Systematically gather information associated with early warning signs of the recruitment and use of child soldiers: Peacekeepers should be prepared to collect reliable information associated with early warning signs of the recruitment and use of child soldiers. When possible, information collected on these early warning signs should be disaggregated by age and gender.
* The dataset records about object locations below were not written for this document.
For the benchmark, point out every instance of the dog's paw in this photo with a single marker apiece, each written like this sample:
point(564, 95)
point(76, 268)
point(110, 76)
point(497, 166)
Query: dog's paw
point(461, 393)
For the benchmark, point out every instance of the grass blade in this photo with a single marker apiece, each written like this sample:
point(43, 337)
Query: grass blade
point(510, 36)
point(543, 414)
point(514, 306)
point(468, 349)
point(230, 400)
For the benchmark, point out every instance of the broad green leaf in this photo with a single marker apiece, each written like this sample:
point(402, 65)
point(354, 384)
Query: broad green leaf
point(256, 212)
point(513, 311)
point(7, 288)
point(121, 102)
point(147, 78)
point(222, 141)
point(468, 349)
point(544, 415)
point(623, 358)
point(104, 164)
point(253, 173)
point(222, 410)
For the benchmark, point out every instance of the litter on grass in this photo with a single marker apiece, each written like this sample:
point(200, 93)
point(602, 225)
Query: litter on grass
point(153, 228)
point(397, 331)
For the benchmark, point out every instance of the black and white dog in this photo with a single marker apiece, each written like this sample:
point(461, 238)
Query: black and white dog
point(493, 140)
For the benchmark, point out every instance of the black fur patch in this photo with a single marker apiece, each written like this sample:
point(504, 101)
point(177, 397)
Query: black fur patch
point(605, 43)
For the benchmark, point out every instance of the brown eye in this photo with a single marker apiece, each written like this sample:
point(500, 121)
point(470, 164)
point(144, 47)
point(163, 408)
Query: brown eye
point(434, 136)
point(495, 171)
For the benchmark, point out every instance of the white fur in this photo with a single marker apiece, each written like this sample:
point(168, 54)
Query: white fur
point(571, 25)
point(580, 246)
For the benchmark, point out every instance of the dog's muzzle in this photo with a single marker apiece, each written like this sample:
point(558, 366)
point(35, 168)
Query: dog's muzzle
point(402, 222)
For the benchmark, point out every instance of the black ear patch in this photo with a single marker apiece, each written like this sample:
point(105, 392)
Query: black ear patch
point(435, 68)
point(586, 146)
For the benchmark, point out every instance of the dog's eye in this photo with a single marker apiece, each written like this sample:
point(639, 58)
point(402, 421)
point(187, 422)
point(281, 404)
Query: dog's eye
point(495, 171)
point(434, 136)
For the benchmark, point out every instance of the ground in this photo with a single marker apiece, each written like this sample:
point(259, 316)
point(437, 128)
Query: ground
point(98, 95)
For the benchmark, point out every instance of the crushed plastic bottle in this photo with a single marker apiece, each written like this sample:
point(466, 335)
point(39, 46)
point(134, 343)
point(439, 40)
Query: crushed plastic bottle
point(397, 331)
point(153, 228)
Peacekeepers should refer to the Force Commander’s or Police Commissioner’s Child Protection Directive for further guidance on identifying and reporting early warning signs.
Report early warning signs of the recruitment and use of child soldiers to appropriate mission authorities in a timely fashion: Peacekeepers should report any identified early warning signs to the relevant Child Protection Focal Point (CPFP), as well as to the peacekeeper’s national chain of command.Endnote 37 By reporting early warning signs to appropriate mission authorities, peacekeepers can inform decision-making, planning, and ultimately appropriate preventative action. Member States could also consider communicating information regarding early warning signs directly to the Special Representative of the Secretary-General for Children and Armed Conflict (SRSG/CAAC), who acts as the focal point on children and armed conflict (CAAC) in the UN Secretariat. If there is any doubt as to whether information should be reported, the default should be to report.
Examples and resources
“JSP 1325: Human Security in Military Operations”: Published by the United Kingdom’s (UK) Ministry of Defence, this two-part document directs the UK Armed Forces to implement UN Security Council resolution (UNSCR) 1325 and follow-on UNSCRs related to women, peace and security, while also addressing broader considerations related to the protection of civilians, including children and armed conflict, and human trafficking. Part two of JSP 1325 specifically addresses the topic of “Early Warnings and Indicators,” and offers an extensive list of early warning indicators relevant to human rights violations.Endnote 38
To implement this principle, Member States should undertake the following:
- Identify a list of risk factors regarding the recruitment and use of child soldiers, in consultation with child protection experts.
- Systematically gather information associated with early warning signs of the recruitment and use of child soldiers, disaggregated by age and gender when possible.
- Report early warning signs of the recruitment and use of child soldiers to appropriate mission authorities in a timely fashion.